Frohe Botschaft für alle Hausbesitzer: Der Eigenmietwert soll gänzlich abgeschafft werden - auch für Zweitwohnungen. Und nicht nur das. Auch Hypothekarzinsen und Kosten für den Unterhalt sollen – anders als vom Ständerat vorgeschlagen – weiterhin vollständig von den Steuern abgezogen werden dürfen. Das hat die nationalrätliche Wirtschaftskommission diese Woche in der Gesamtabstimmung mit 12 zu 10 Stimmen entschieden und am Mittwoch mitgeteilt.
Die rechts-bürgerliche Mehrheit fegt damit zum grossen Ärger der Minderheit das von der Mitte vorgeschlagene «Alternativkonzept» vom Tisch. Dieses sah eine teilweise Reduktion des Eigenmietwerts vor. Er hätte auf 60 Prozent der Marktmiete beschränkt werden sollen. Auch Steuerabzüge hätten weiterhin getätigt werden dürfen.
Zur Erklärung: Beim Eigenmietwert handelt es sich um eine fiktive Miete, die Hauseigentümer als Einkommen versteuern müssen. Damit soll die steuerliche Gleichstellung zu den Mieterinnen und Mietern erreicht werden, weil diese keine Abzüge für Unterhaltskosten und Schuldzinsen geltend machen können. Der Eigenmietwert beträgt in der Regel 60 bis 70 Prozent des Betrags, den ein Hauseigentümer erhielte, würde er sein Haus vermieten.
Diese Gesetzesanpassungen verursachen Kosten in Milliardenhöhe, wie ein neuer Bericht der Eidgenössischen Steuerverwaltung (ESTV) zeigt. Sie schätzt die Mindereinnahmen durch die geplanten Beschlüsse bei einem Hypothekarzinsniveau von 1.5 Prozent auf total 3.8 Milliarden Franken.

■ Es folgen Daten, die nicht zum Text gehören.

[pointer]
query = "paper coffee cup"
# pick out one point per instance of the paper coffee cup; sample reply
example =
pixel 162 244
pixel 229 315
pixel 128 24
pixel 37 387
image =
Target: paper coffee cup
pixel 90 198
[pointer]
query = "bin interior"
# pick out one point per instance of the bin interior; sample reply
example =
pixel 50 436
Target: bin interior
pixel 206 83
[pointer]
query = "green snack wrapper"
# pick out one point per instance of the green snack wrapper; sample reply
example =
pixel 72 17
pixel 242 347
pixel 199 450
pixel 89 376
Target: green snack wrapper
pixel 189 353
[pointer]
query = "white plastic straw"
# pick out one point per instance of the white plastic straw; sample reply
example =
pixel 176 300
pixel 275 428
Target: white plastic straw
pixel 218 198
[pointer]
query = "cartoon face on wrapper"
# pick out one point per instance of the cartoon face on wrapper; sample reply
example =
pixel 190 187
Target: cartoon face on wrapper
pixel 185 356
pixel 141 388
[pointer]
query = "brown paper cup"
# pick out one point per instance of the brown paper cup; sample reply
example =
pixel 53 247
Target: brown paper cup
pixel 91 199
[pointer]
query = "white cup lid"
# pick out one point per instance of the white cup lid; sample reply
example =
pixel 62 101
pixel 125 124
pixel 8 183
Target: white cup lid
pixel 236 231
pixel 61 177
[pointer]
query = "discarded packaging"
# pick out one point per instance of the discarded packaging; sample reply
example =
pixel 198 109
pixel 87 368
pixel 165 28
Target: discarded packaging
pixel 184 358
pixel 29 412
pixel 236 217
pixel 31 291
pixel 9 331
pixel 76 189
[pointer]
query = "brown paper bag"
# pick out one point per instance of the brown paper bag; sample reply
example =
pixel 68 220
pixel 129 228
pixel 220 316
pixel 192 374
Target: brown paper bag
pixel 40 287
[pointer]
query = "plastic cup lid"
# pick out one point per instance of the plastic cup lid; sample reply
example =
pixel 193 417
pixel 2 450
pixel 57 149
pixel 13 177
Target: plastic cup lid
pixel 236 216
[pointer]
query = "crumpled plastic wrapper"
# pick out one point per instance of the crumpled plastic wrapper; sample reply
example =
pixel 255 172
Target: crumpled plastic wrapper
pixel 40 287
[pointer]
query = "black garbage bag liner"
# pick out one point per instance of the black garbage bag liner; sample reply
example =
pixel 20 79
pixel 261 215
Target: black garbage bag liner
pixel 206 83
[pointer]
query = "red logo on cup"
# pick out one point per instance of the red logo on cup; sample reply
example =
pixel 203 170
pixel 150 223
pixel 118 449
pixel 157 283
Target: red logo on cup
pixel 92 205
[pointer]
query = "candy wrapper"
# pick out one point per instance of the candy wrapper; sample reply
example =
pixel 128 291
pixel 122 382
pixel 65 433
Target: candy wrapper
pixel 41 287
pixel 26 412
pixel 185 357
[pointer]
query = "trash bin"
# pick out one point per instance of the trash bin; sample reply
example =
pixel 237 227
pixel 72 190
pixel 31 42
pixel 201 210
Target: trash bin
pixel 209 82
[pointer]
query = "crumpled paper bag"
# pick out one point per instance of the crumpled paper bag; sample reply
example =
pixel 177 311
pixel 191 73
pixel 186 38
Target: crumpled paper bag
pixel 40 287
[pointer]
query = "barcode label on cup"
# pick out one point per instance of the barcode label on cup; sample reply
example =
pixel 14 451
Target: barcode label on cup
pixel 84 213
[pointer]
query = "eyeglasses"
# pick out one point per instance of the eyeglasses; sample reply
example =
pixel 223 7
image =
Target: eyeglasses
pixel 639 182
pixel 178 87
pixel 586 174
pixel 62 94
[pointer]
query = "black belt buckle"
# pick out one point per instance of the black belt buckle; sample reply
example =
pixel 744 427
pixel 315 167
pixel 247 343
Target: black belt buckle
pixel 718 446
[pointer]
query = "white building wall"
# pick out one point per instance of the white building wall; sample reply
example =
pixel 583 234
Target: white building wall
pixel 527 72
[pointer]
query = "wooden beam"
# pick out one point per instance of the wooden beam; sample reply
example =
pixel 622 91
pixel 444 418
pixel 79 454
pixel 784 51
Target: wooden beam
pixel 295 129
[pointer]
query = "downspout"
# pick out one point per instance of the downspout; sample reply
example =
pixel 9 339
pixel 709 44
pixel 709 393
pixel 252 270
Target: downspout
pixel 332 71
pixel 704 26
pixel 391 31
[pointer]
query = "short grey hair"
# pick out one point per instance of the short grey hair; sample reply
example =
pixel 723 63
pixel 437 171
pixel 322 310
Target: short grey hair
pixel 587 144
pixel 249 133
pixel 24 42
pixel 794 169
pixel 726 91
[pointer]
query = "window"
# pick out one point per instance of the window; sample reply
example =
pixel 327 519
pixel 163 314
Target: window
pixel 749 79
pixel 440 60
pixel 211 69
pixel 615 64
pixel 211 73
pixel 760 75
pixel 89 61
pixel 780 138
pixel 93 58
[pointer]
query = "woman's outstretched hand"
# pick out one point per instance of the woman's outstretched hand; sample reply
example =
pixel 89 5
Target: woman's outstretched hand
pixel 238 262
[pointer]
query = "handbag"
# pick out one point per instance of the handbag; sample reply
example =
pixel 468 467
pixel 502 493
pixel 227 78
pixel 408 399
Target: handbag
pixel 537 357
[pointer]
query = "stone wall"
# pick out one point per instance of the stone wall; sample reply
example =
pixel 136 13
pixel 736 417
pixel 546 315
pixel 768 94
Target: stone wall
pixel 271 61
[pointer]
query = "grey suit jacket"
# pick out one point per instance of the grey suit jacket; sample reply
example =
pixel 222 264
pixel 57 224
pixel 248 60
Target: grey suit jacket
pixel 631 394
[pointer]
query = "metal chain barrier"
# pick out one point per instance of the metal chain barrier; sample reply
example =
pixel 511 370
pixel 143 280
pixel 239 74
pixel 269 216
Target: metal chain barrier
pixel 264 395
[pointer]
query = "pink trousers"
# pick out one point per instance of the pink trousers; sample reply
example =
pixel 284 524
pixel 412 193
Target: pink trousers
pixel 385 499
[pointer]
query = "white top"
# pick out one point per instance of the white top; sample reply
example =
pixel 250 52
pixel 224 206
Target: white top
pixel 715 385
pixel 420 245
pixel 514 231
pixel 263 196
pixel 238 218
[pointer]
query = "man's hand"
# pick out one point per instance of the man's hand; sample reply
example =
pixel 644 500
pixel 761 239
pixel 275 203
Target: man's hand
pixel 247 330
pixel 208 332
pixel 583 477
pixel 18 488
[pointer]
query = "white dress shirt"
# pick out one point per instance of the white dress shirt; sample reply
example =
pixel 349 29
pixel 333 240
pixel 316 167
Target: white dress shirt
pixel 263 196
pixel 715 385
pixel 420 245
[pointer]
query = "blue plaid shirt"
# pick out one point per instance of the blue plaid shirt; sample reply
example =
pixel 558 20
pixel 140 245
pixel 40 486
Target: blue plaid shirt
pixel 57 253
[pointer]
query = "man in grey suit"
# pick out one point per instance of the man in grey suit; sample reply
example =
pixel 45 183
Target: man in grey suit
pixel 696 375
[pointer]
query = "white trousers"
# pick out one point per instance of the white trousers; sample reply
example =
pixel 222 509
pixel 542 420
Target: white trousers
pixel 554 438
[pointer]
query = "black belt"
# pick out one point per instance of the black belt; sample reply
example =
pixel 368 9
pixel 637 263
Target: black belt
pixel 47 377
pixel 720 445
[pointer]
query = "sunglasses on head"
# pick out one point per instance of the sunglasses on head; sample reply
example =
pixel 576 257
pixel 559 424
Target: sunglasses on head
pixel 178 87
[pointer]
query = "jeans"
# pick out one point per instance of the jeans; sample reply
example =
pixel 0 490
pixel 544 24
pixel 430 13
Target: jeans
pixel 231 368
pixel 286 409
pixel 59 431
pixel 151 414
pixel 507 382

Das sind zwei Milliarden mehr als beim ständerätlichen Beschluss, wonach die Steuerabzüge nur zu Teilen erlaubt gewesen wären. Die ursprüngliche Forderung, wonach der Systemwechsel «möglichst haushaltsneutral» erfolgen soll, scheint den Befürwortern also nicht mehr ganz so wichtig zu sein.
Das ärgert Mitte-Nationalrat Markus Ritter: «Angesichts der bedenklichen finanziellen Lage des Staatshaushaltes kommt eine komplette Abschaffung des Eigenmietwerts völlig ungelegen.» Er verweist darauf, dass das von der Mitte vorgeschlagene Alternativkonzept lediglich Mindereinnahmen von rund 620 Millionen Franken zur Folge hätte, wie die ESTV berechnet hat.
Auch SP-Nationalrätin Prisca Birrer-Heimo spricht von einem «finanzpolitischen Desaster zu Gunsten von privilegierten Eigentümerinnen und Eigentümern». Die «massive Bevorteilung» der Hauseigentümer sei ein Affront gegenüber allen Mieterinnen und Mietern.
Der Vorschlag der nationalrätlichen Wirtschaftskommission soll in der dritten Woche der Herbstsession im Parlament beraten werden. Schon jetzt ist Widerstand vorprogrammiert: Spricht sich das Parlament tatsächlich für die Abschaffung des Eigenmietwerts bei gleichzeitiger Beibehaltung der Steuerabzüge aus, werden die linken Parteien mit grosser Wahrscheinlichkeit das Referendum ergreifen. In einer Mitteilung teilt die SP mit, sie werde die Vorlage bekämpfen. Das letzte Wort dürften also die Schweizer Stimmberechtigten haben.